Could the version differences between scikit-learn 1.2.2 and 1.3.1 cause variations in the k-means clustering outcomes? What is the reason for the difference?
Which of these clustering results should be considered correct?
Thank you for your assistance!
Is the change between versions significantly more important than changing the random_state
value for a given version? For instance try to compute the Silhouette coefficient for the clustering with random_state values from 0 to 99 and compute the average and standard deviation.
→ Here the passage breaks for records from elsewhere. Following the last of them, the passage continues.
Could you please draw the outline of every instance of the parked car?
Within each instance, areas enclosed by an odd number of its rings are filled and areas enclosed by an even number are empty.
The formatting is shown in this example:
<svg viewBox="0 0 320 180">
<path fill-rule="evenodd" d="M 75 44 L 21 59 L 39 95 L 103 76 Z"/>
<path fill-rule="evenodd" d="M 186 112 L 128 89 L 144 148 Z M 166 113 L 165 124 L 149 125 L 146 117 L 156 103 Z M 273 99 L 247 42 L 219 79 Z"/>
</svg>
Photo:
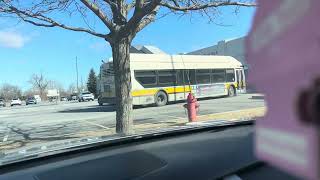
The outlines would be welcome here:
<svg viewBox="0 0 320 180">
<path fill-rule="evenodd" d="M 67 97 L 61 97 L 60 101 L 68 101 Z"/>
<path fill-rule="evenodd" d="M 34 98 L 34 97 L 29 97 L 29 98 L 26 100 L 26 105 L 29 105 L 29 104 L 37 104 L 36 98 Z"/>
<path fill-rule="evenodd" d="M 10 105 L 11 106 L 16 106 L 16 105 L 19 105 L 21 106 L 22 105 L 22 102 L 19 98 L 13 98 L 10 102 Z"/>
<path fill-rule="evenodd" d="M 6 107 L 6 102 L 4 99 L 0 99 L 0 107 Z"/>
<path fill-rule="evenodd" d="M 82 101 L 94 101 L 94 95 L 90 92 L 81 93 L 79 96 L 79 102 Z"/>
<path fill-rule="evenodd" d="M 77 100 L 78 100 L 78 95 L 76 95 L 76 94 L 70 95 L 69 101 L 77 101 Z"/>
</svg>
If the change across version is on the same order as the standard deviation measured when varying the random_state seed, you can consider that both versions are equally correct and you should ignore small variations of the Silhouette coefficient.
You can also increase n_init
for instance to n_init=10
or even n_init=30
to get more stable (and higher quality results) at the cost of longer training times.
Finally you might want to have a look at https://github.com/gittar/breathing-k-means as a more stable alternative to the traditional KMeans
algorithm implemented by default in scikit-learn.